Cross-border leasing is a leasing arrangement where lessor and lessee are situated in different countries. This presents significant additional issues related to tax avoidance and tax shelters.

Cross-border leasing has been widely used in some European countries, to arbitrage the difference in the tax laws of different jurisdictions, usually between a European country and the United States. Typically, this rests on the fact that, for tax purposes, some jurisdictions assign ownership and the attendant depreciation allowances to the entity that has legal title to an asset, while others (like the U.S.) assign it to the entity that has the most indicia of tax ownership (legal title being only one of several factors taken into account). In these cases, with sufficiently long leases (often 99 years), an asset can end up with two effective owners, one in each jurisdiction; this is often referred to as a double-dip lease

Often the original owner of an asset is not subject to taxation in any jurisdiction, and therefore not able to claim depreciation. The transaction often involves a city selling an asset (such as a sewerage system or power plant) to an investor (who can claim depreciation), and long-term leasing it right back (often referred to as a sale leaseback). However, since 2004 cross border leasing has been effectively eliminated by the passage of the American Jobs Creation Act of 2004, which made the vast majority of cross border leases unprofitable.

==History==
Leasing techniques have been used for financing purposes for several decades in the United States. The practice developed as a method of financing aircraft. Several airlines in the early 1970s were notoriously unprofitable and very capital intensive. These airlines had no need for the depreciation deductions generated by their aircraft and were significantly more interested in reducing their operating expenses. A very prominent bank would purchase aircraft and lease them to the airlines. Because the bank was able to claim depreciation deductions for the aircraft, the bank was able to offer lease rates significantly lower than the interest payments that airlines would otherwise pay on an aircraft purchase loan (and most commercial aircraft flying today are operated under a lease). In the United States, this spread into leasing the assets of U.S. cities and governmental entities and eventually evolved into cross-border leasing.

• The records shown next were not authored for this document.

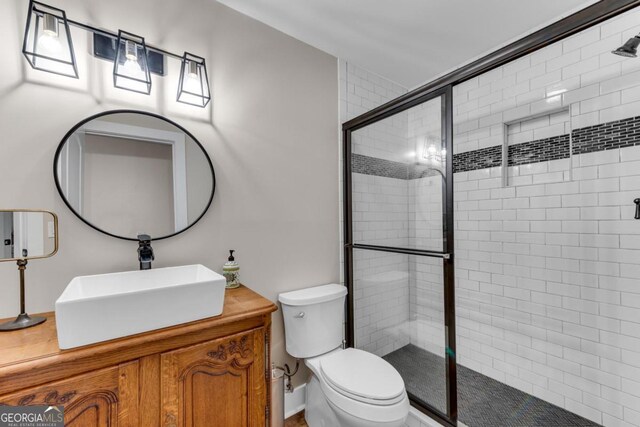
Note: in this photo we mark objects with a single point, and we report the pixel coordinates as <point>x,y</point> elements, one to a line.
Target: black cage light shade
<point>131,68</point>
<point>193,87</point>
<point>47,41</point>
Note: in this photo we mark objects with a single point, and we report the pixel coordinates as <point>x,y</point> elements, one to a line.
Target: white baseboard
<point>418,419</point>
<point>294,402</point>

One significant evolution of the leasing industry involved the collateralization of lease obligations in sale leaseback transactions. For example, a city would sell an asset to a bank. The bank would require lease payments and give the city an option to repurchase the asset. The lease obligations were low enough (due to the depreciation deductions the banks were now claiming) that the city could pay for the lease obligations and fund the repurchase of the asset by depositing most but not all of the sale proceeds in an interest-bearing account. This resulted in the city having pre-funded all of its lease obligations as well as its option to repurchase the asset from the bank for less than the amount received in the initial sale of the asset, in which case the city would be left with additional cash after having pre-funded all of its lease obligations.

This gave the appearance of cities entering into leasing transactions with banks for a fee. By the late 1990s many of the leasing transactions were with cities in Europe, and in 1999 cross border leasing in the United States was "chilled" by the effective shutdown of LILOs (lease-in/lease outs). (LILOs were significantly more complicated than the typical lease where a municipality (for example) would lease an asset to a bank and then lease it back from the bank for a shorter period of time; LILOs relied on arcane rules of tax accounting to yield significant returns and are currently on a list of transaction types that the U.S. tax authority considers abusive.) Since 2004 cross border leasing has been effectively eliminated by the passage of the JOBS ACT of 2004, which made the vast majority of cross border leases unprofitable for the parties to the leasing transaction.